Tuesday, February 09, 2010

Salience & policy making

Despite all one hears about evidence-based-policy-making, its striking how people attach seemingly arbitrary significance to some events rather than others. So some deaths, for example, generate a big story and calls for action and not others. I was reminded of this in a piece below from Andrew Gelman's blog:

An article in The Guardian says;
David Champion, director of automobile testing for Consumer Reports magazine, said the core problem of faulty Toyota accelerators had been linked to 19 deaths in a decade, amounting to two a year of the 40,000 people killed annually on American roads.

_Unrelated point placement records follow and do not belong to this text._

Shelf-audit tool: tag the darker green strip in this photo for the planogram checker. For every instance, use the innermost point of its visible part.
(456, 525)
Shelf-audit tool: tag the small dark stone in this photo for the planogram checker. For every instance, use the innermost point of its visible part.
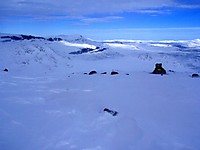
(159, 69)
(92, 72)
(6, 70)
(195, 75)
(104, 73)
(112, 112)
(171, 71)
(114, 73)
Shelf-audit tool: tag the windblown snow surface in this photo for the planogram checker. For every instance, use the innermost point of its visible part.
(48, 100)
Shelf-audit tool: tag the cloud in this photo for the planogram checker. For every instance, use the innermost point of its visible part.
(80, 8)
(101, 19)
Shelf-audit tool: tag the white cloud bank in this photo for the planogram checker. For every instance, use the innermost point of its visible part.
(80, 8)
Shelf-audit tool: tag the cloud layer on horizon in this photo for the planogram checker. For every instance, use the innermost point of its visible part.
(66, 9)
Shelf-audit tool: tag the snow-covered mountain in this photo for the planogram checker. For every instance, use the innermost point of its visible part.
(57, 93)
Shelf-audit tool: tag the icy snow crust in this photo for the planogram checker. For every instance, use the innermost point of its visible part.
(49, 102)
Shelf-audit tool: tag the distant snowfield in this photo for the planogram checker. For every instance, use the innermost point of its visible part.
(49, 102)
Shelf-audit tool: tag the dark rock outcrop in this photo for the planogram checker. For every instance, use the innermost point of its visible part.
(112, 112)
(195, 75)
(104, 73)
(92, 72)
(114, 73)
(6, 70)
(159, 69)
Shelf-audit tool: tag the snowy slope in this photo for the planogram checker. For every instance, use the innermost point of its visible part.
(48, 100)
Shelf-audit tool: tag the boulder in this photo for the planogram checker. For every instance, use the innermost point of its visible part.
(6, 70)
(112, 112)
(104, 73)
(159, 69)
(92, 72)
(114, 73)
(195, 75)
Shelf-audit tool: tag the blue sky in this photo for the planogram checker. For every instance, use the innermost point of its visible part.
(103, 19)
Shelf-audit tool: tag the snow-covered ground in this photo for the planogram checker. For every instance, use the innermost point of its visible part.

"I find it a little odd that we're going to have a Congressional hearing to look at those two deaths out of 40,000," said Champion.

3 comments:

Liam Delaney said...

Kevin - I have thought a lot about this issue over the years. I have a lot of points on this but let me just raise one that in particular is important. One of the chief things that generates salience is the perception that an external agency may damage one as a person. Thus, I am more likely to be afraid of dying in a terrorist attack than of heart failure or dying by suicide though the latter are far more likely. We can think of many many more examples. However, I wonder whether the story that politicians given more weight to salient rather than likely events is somewhat confounded by the fact that this is what the political system is supposed to do, namely protect people's human rights from imposition by external agencies. In this context, going after a car company that may have caused two deaths a year is to protect the rights of the people involved not neccesarily to statistically minismise risk. Once again, I can think of many examples where I (even knowing the full probabilities) would still support government expenditure to minimise a risk. For example, I would support money to be spent on tracking down child murderers even though the money would potentially save more lives if placed into maternal health promotion.

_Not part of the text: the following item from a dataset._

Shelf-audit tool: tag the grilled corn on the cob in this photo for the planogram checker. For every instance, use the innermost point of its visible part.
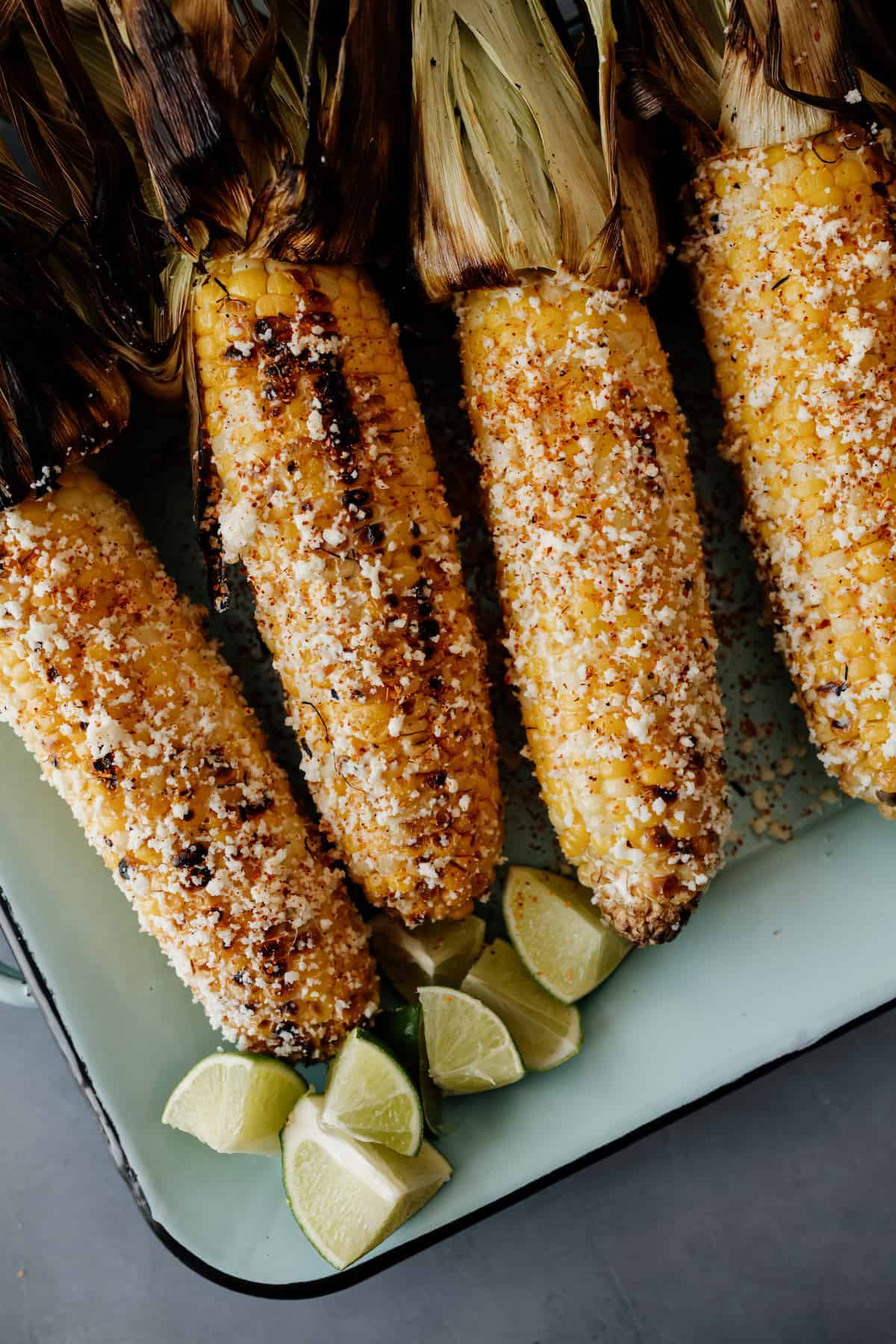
(613, 651)
(108, 678)
(331, 499)
(794, 261)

This is really an issue that could merit a full conference here.

Liam Delaney said...

Sorry for typos. Another point that is being debated very frequently in the salience discussion is under what circumstances should governments try to maximise utility based upon subjective (and perhaps inaccurate) risk perceptions as opposed to objective risk perceptions. For example, in a famous Yes Minister episode, a company is producing a product called "metadioxin", which is said to be harmless. A recent story about an italian plant leaking dioxin into the atmosphere emerges and scares the hell out of everyone. The chief science advisor is absolutely outraged at the stupidity of the people involved and doubly outraged when Hacker pulls a few political strokes and gets the project killed, thus keeping everyone calm but losing lots of needed investment and jobs.

The obvious reading of the parable is that Hacker has destroyed a perfectly good project by political messing around. However, it is also plausible that he raised the utility of the wider community there who had revealed strongly their preference not to have this plant located in their area. In this case, the only reason for them not wanting the plant is that the chemical being produced sounded like something that could be harmful but is in fact not harmful.

Kevin Denny said...

Good points. One can think of good reasons for putting "excess" weight on some events. For example, many of the 40,000 road deaths p.a. in the US are just really bad luck. But you can do something about dodgy gas pedals in Toyotas. Whether that explains all the focus is unclear because there may well be easily more preventable deaths. So I suspect that there is strong element of irrationality in how we get worked up about somethings (there are also vested interests only too happy to see Toyota crash).
But I think you are suggesting a rights based approach. But in your example, while children have a right not to be murdered, don't mothers too have a right not to die prematurely? So how do you decide where to focus?
Your point about what the government should maximize is a hard one. I need some Oxygen Di-Hydride to think about that.